EDF impose la sobriété à ses équipes. A partir du 1er janvier 2026, les salariés de l’énergéticien ne pourront plus consommer d’alcool sur leur lieu de travail, qu’il s’agisse d’un événement professionnel, d’un repas entre collègues ou d’un pot de départ. En septembre dernier, l’entreprise a en effet annoncé interdire purement et simplement la consommation de boissons alcoolisées à l’ensemble du groupe, filiales comprises.

Cette politique inédite, initiée par le nouveau PDG d’EDF, Bernard Fontana, et validée par le comité exécutif de l’entreprise, aurait pour objectif de répondre à des enjeux de "santé publique" et d’"exemplarité managériale", rapporte le média Politico. La notion d’"équité" serait également évoquée, la consommation d’alcool étant déjà prohibée pour des raisons de sécurité sur certains sites industriels, comme les centrales nucléaires.

Concrètement, l’alcool sera exclu de tous les événements internes organisés par EDF. La mesure s’appliquera également aux événements extérieurs, comme les salons auxquels participe l’énergéticien. Les boissons avec alcool ne seront en outre plus remboursées sur les notes de frais des salariés. La seule exception concernera les évènements "associant des parties prenantes externes" où l’alcool pourra être autorisé par un membre du comité exécutif, "avec modération" détaille la note consultée par Politico.

"Débanaliser la consommation d'alcool"

EDF va ainsi plus loin que ce que prévoit la loi. Bien que le code du travail proscrive la présence d’alcool "fort" sur le lieu de travail, il fait exception du vin, de la bière, du cidre et du poiré. Il autorise néanmoins les entreprises à davantage encadrer, ou supprimer, la possibilité de consommer ces boissons par le biais de son règlement intérieur. C’est le cas de certaines sociétés qui auraient d’ores et déjà pris des décisions similaires pour une partie de leurs sites et filiales, comme Renault ou Bouygues Construction.

"EDF a beaucoup travaillé sur ce risque-là, qui est encore tabou. Cette mesure permet de débanaliser la consommation d'alcool, qui représente plus de 40 000 morts par an en France", analyse pour Novethic Hervé Martini, secrétaire général de l’association Addictions France et médecin du travail. Risque accru d’accidents, perte de productivité, facteur de violence ou encore de désinsertion professionnelle… La présence d’alcool au sein des entreprises n’est pas sans conséquence. "Instituer une politique de la consommation provoque à la fois des dégâts aigus, accidentogènes notamment, mais aussi des dégâts chroniques", précise Hervé Martini.

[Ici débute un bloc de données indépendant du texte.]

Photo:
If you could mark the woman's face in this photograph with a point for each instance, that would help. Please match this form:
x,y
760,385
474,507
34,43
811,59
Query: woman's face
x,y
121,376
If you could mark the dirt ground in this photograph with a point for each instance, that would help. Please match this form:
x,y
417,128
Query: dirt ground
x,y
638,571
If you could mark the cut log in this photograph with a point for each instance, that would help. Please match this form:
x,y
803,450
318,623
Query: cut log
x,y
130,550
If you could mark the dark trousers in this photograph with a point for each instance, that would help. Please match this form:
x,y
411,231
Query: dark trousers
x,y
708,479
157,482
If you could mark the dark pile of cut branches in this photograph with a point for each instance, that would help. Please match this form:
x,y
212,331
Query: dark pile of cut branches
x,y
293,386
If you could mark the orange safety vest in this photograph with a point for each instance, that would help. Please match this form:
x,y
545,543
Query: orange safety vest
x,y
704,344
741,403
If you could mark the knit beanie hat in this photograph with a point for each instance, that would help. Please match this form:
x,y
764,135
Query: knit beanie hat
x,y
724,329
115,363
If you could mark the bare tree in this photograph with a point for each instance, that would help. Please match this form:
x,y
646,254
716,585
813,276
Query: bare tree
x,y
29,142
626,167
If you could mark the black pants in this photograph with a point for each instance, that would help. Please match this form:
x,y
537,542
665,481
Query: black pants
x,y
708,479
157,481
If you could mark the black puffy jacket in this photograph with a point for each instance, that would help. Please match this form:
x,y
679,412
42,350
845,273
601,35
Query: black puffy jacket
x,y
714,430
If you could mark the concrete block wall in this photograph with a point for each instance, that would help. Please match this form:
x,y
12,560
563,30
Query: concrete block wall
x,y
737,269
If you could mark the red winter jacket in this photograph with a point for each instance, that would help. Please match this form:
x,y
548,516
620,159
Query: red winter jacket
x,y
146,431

5,3% des salariés positifs à l’alcool

Si la santé des salariés est une priorité partagée par la CFE-CGC, syndicat majoritaire d’EDF, cette dernière insiste sur l’impact des conditions de travail pesant sur une partie des effectifs. "Bernard Fontana, notre PDG nommé en mai, a mis en place un plan visant à réaliser un milliard d'euros d'économies d'ici à 2030. Résultat, certaines équipes sont sous pression", explique aux Echos Amélie Henri, déléguée syndicale centrale CFE-CGC. "On considère souvent que c'est un comportement qui est personnel et n'a rien à voir avec l'entreprise. Or, pour avoir une démarche globale il faut aussi s'intéresser aux conditions de travail. Qu'est-ce qui pousse les salariés à consommer de l'alcool dans le cadre de leur travail ?", note Hervé Martini.

De son côté, Gwénaël Plagne, secrétaire du CSE central d’EDF (CGT), interrogé par Politico, estime que l’alcool est "déjà bien réglementé" au sein du groupe. Son interdiction s’inscrirait, selon lui, dans la lignée d’une "politique toujours plus répressive menée par la direction".

Reste que l’alcool représente un risque de plus en plus pris en compte, en particulier par les grands groupes, notamment au travers de leurs politiques RSE. D’après une étude réalisée en entreprise et publiée par Aperli, société spécialisée dans la prévention des addictions, près de 5,3% des travailleurs auraient été testés positifs à l’alcool et aux stupéfiants en 2024, contre 2,55% en 2017, soit une augmentation de 107% en huit ans. L’alcool serait par ailleurs responsable de 10 à 20% des accidents du travail, selon l'Institut national de recherche et de sécurité.